Лучшее время было после школы, когда я позволял себе гулять, валяться в снегу, изучать кварталы, дороги и стройки. Пусть в потемках, зато так сильнее разыгрывалось мое воображение. Я валялся в полном одиночестве в снегу на болоте и смотрел, как черные ветки редких деревьев кромсают небо. Как самолеты моргают светом и летят в неизведанные страны. Как снежинки ложатся на мое тело, покрывая меня зимним саваном. Как тает мое время, как неизбежно и тихо, словно смерть, приближается мое мучение, моя пора возвращается туда, где я заикался и мочился от страха. Где я не раз сотрясался от горя и застрявшего комом крика, где я разучился говорить, но научился мечтать. В мой городской дом.
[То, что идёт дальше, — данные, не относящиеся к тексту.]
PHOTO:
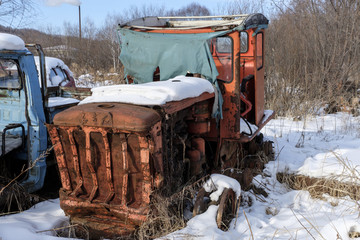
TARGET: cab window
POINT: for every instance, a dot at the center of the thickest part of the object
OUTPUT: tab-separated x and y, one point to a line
222	52
9	74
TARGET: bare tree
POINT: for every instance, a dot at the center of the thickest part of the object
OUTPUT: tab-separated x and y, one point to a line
192	9
313	48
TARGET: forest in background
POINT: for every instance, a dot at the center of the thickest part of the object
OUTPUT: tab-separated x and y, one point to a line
312	48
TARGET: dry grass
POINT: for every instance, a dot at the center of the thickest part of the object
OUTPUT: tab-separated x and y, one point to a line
167	213
319	186
13	197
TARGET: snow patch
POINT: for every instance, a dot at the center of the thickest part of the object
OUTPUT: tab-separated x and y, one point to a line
11	42
152	93
218	183
31	224
246	127
61	101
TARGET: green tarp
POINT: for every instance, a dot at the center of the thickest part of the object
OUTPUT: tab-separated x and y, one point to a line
174	54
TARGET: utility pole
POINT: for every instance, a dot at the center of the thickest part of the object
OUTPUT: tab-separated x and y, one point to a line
79	23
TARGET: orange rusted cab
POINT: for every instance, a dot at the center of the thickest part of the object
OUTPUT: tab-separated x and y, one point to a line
113	156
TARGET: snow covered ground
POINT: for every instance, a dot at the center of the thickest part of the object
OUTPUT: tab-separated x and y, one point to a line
324	146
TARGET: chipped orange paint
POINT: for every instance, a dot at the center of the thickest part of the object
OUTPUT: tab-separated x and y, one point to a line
112	156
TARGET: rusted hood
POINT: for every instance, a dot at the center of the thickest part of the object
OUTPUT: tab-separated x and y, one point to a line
114	115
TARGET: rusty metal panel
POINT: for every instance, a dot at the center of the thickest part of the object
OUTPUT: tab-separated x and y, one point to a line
126	117
106	172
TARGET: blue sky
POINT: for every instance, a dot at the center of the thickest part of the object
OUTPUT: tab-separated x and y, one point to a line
97	10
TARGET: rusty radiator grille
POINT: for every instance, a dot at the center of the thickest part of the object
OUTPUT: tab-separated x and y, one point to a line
100	165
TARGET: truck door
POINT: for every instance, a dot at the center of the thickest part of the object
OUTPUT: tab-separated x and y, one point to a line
13	104
259	77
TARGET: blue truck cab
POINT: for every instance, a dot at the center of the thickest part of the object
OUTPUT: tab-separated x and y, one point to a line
24	111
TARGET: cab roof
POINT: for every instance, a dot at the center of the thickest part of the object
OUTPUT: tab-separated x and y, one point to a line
224	22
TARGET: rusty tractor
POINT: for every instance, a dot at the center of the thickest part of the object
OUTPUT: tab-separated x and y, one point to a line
113	154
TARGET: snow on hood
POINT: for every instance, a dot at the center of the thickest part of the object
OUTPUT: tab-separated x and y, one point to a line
51	62
153	93
11	42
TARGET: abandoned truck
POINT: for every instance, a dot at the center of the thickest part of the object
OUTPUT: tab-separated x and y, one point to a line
27	102
127	142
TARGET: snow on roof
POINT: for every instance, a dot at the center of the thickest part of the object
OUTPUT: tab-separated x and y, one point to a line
11	42
51	62
152	93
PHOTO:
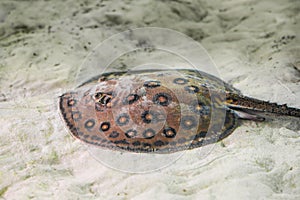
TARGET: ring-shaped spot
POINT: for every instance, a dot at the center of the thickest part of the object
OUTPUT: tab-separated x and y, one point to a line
159	143
123	119
149	133
180	81
191	89
131	133
130	99
89	124
152	84
114	134
105	126
169	132
162	99
136	143
76	115
149	116
188	122
71	102
200	108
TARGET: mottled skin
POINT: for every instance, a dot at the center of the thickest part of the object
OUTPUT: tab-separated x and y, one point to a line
160	111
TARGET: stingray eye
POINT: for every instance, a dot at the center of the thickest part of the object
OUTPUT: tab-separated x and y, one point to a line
103	98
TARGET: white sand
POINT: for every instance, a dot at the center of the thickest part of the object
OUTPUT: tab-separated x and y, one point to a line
255	45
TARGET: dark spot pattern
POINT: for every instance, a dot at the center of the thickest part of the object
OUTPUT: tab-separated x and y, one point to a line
180	81
152	84
162	99
169	132
89	124
149	133
123	119
130	99
105	126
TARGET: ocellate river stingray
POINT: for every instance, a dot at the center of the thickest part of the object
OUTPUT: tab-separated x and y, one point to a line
159	111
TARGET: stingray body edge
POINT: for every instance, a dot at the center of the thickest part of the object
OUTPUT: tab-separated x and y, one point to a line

Проблема не новая, многократно описанная, но от банальности ее мне было не легче. Я боялся отца. Надо мной смеялись учителя, им было не понять моих страхов. Думаю, и мать не понимала. Наверное, на самом деле это были глупые страхи. И глупо было так переживать. И надо было быть спокойнее. Но тогда это нечто казалось мне трагедией, как порой ею кажется то, что мы называем бурей в стакане. Но я не могу дать точной оценки моим страхам. И я не мог никому их объяснить. Я не мог выговориться, излить свой страх. Я просто порой мечтал сбежать из дома. Идти, куда глаза глядят. Вся моя агрессия сводилась к желанию бегства. Но я был слишком мал, чтобы принять столь серьезное решение. Я слышал, что многие дети убегают из дома, подсознательно ищут невидимую цель, они не понимают сами этой цели, но ощущают внутренне, что нужно идти. Они сбегают, попадают в милицию, снова сбегают, попадают порой в детский дом, где учат недетским правилам игры, и, если человек с возрастом так и не осознает своей цели, то мечется по жизни от сумы до тюрьмы. В то время, конечно, я не мог подвергнуть себя глубокому анализу, это позже я понял, зачем заглядывал в окна и что искал там. Я искал то, что хотел обрести любой ценой. Все звезды мои, я и сам излучал свет звезды для многих, но не было лица, что светило бы для меня. Во всех окнах я видел отражение своего кошмара. Хотя были окна, где пахло карамелью и зимним праздниками, но и там я видел те же самые мелочи, которые делали любое существование отвратительным.